Guides for researchers

How to identify and assess Research Data Management (RDM) costs

  • The cost of data management

    Under H2020 an Open Research Data pilot was introduced encouraging good data management  and aiming to make research data open. When your Horizon 2020 project is part of the pilot, and your data meets certain conditions, you must deposit your data in a research data repository where they will be findable and accessible for others.

    Data management and sharing activities need to be costed into research, in terms of the time and resources needed. By planning early, costs can be significantly reduced. Costs associated with open access to research data, can be claimed as eligible costs of any Horizon 2020 grant during the duration of the project under the conditions defined in the H2020 Grant Agreement: they must already be budgeted and accepted in the grant proposal, and note the “during the duration of the project”.

  • How to calculate costs?

    We cannot predict your costs for you, the costs for data management and storage vary and depend on your project and the volume, the domain, level of documentation and preservation of your data.

    But we can help you get started on costing your curation activities. In this guide you can find a tool listing, explaining and estimating the cost of possible expenses of data management. Estimates for quantifying amounts are only indicative of the order of magnitude.
  • How to use this costing tool?

    Step 1: Check the data management activities in the table and tick those that may apply to your proposed research.

    Step 2: For each selected activity, estimate the additional time and/or other resources needed and cost this, e.g. people’s time or physical resources needed such as hardware or software. Find out which resources, e.g. for data storage and backup, are available to you from your institution. Consider whether you need a dedicated data manager.

    Step 3: Add these data management costs to your research application. Coordinate resourcing and costing with your institution, research office and institutional IT services.

    Step 4: Plan the data management activities in advance to avoid them competing with the need to focus on research excellence.

    Remember that when your research project nears the end you do not want these additional data management activities to compete with delivery of your planned outputs, writing of publications and the timely delivery of your project. At this later stage the costs of preparing data for sharing may be significantly higher.

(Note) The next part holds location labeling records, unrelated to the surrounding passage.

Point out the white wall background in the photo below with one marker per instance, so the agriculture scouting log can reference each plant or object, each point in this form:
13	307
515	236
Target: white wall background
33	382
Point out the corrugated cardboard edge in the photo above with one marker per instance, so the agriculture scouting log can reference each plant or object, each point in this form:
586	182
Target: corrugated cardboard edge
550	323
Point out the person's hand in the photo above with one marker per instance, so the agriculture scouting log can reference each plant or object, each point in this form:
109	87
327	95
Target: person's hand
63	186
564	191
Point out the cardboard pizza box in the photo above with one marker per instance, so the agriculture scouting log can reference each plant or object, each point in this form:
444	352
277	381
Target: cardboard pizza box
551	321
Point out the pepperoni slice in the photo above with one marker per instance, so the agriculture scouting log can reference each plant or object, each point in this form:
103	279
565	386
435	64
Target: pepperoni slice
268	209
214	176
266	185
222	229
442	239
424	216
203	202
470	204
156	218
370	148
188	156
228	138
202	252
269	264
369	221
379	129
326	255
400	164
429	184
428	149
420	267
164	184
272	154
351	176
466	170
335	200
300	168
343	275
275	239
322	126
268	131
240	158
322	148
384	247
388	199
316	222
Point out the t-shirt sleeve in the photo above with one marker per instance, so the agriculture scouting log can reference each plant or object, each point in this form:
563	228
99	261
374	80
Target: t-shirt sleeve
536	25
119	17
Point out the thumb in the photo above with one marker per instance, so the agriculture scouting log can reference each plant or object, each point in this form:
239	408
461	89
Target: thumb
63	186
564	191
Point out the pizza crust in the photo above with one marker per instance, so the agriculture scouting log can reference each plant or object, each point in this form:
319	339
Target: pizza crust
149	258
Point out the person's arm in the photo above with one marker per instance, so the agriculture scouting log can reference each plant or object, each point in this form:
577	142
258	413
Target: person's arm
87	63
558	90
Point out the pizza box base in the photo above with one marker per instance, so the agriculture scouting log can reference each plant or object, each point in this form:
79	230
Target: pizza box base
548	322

  • Estimating costs RDM tool

     
    DMP PHASEACTIVITYCOMMENTS AND SUGGESTIONSCOSTS
    Preparing Make a Data Management Plan
    • Make a DMP before you start creating data; make decisions about managing your data. You can find the template for H2020 DMPs here.
    • Check if there is a department within your organization to support data management planning.
    2 hrs to 2 days, depending on the complexity of your project
    1. Data Collection
    Acquiring External datasets

    Do you plan to use existing data, and is the data available at a commercial partner?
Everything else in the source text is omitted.